Richard Matthew at desk

Credit: Steve Zylius/UC Irvine

“As far as compassion fatigue, one thing I’ve noticed in people who work in refugee camps and humanitarian settings is that they know what they do is not going to solve the whole problem, but they’re part of a larger effort, and their actions matter,” says Richard Matthew, associate dean of research and international programs in UC Irvine’s School of Social Ecology, professor of urban planning & public policy and director of the campus’s Blum Center for Poverty Alleviation.

COVID-19 has ravaged the U.S., killing more than 120,000 people and causing unemployment levels not seen since the Great Depression. But other parts of the world are also suffering — including developing nations in Africa that haven’t yet been hit badly by the coronavirus but are likely to see major effects soon.

Richard Matthew, associate dean of research and international programs in the School of Social Ecology, has worked in refugee camps around the globe. Here, the professor of urban planning & public policy, who also directs UC Irvine’s Blum Center for Poverty Alleviation, discusses what international agencies believe is in store for poorer countries as the pandemic continues to unfold — and how people in the U.S. can maintain compassion during these trying times.

Q: I want to ask you about compassion, but let’s talk first about the global coronavirus situation to put things in context. Here in the U.S., much of society locked down in mid-March, and now we’re in the process of opening back up, even though people are still dying of COVID-19. Things are different in other parts of the world, particularly Africa, which hasn’t yet been severely affected by the pandemic. What’s the concern there — and especially in refugee camps?

A: It’s not unusual for a highly transmissible disease to hit different places at different times, and that’s what we’re seeing with the coronavirus. In Africa, the United Nations has estimated that there could be as many as 3.3 million deaths, out of a population of 1.2 billion people. Other estimates have put the number lower, but we’re still talking about a lot of people, potentially. It remains a bit of a mystery why COVID-19 has had so little impact in Africa so far. Of course, there’s very little testing capacity, so estimates of current cases could be wrong. The major risk now is that a coronavirus surge would very quickly overwhelm healthcare systems, leaving most people to fend for themselves. There’s a great concern that COVID-19 could take off in the next year among forcibly displaced people in camps and other informal settlements. These areas have been steadily increasing because of pressures like drought and flood for over a decade. Today nearly 80 million people have been forcibly displaced, and many of them lack adequate sanitation and fresh water.

Q: What is the outlook for COVID-19 in the months ahead in developing countries?

A: In worst-case scenarios, the economic impacts could be unprecedented — the U.N. recently predicted that 400 million to 600 million people globally could be pushed into abject poverty by the fallout of COVID-19. That would essentially erase all of the development gains of the last 30 years. A lot of disasters you can get your mind around and envision how they will end and what will need to be done to rebuild. This is different. This is something that could linger for years, especially because these types of viruses will arise in new forms. Peri-urban areas — sprawling regions connecting cities and nature — are the fastest-growing areas on the planet.
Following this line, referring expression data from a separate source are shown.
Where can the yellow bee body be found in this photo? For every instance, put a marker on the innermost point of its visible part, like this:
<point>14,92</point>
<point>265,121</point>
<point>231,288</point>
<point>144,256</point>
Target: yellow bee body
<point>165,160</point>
So we’re likely to see zoonotic diseases move into this world over and over and over.

Q: Let’s talk about compassion. Many people want to help with COVID-19 and the fallout but don’t know how. Is there anything that individuals can do in this type of situation to help people both at home and around the world?

A: We can all do certain things to help front-line workers. For them to function and stay fresh, they need to feel like they’re part of a larger support system, that they’re not entirely on their own, that somebody has their back, that people admire and care about and support them. That applies whether you’re a New York hospital nurse, a humanitarian worker in a refugee camp or a refugee seeking assistance.

Q: The scale of the problem is so big, though. What can people do to sustain the energy to keep offering compassion and not become overwhelmed by the sheer scale of the need?

A: One of the upsides of this crisis is that at the beginning almost everyone experienced the sensation of extreme vulnerability that is the norm for all too many people. For one moment, we all felt threatened and potentially susceptible. So maybe that will generate a deeper sense of empathy and a willingness to take action. As far as compassion fatigue, one thing I’ve noticed in people who work in refugee camps and humanitarian settings is that they know what they do is not going to solve the whole problem, but they’re part of a larger effort, and their actions matter. They also have other passions that help protect them from feeling disheartened, such as art or nature or their families. If you can have perspective on what you can achieve and also find other outlets that connect you to the wonderful side of humankind, then you might protect yourself from feeling overwhelmed.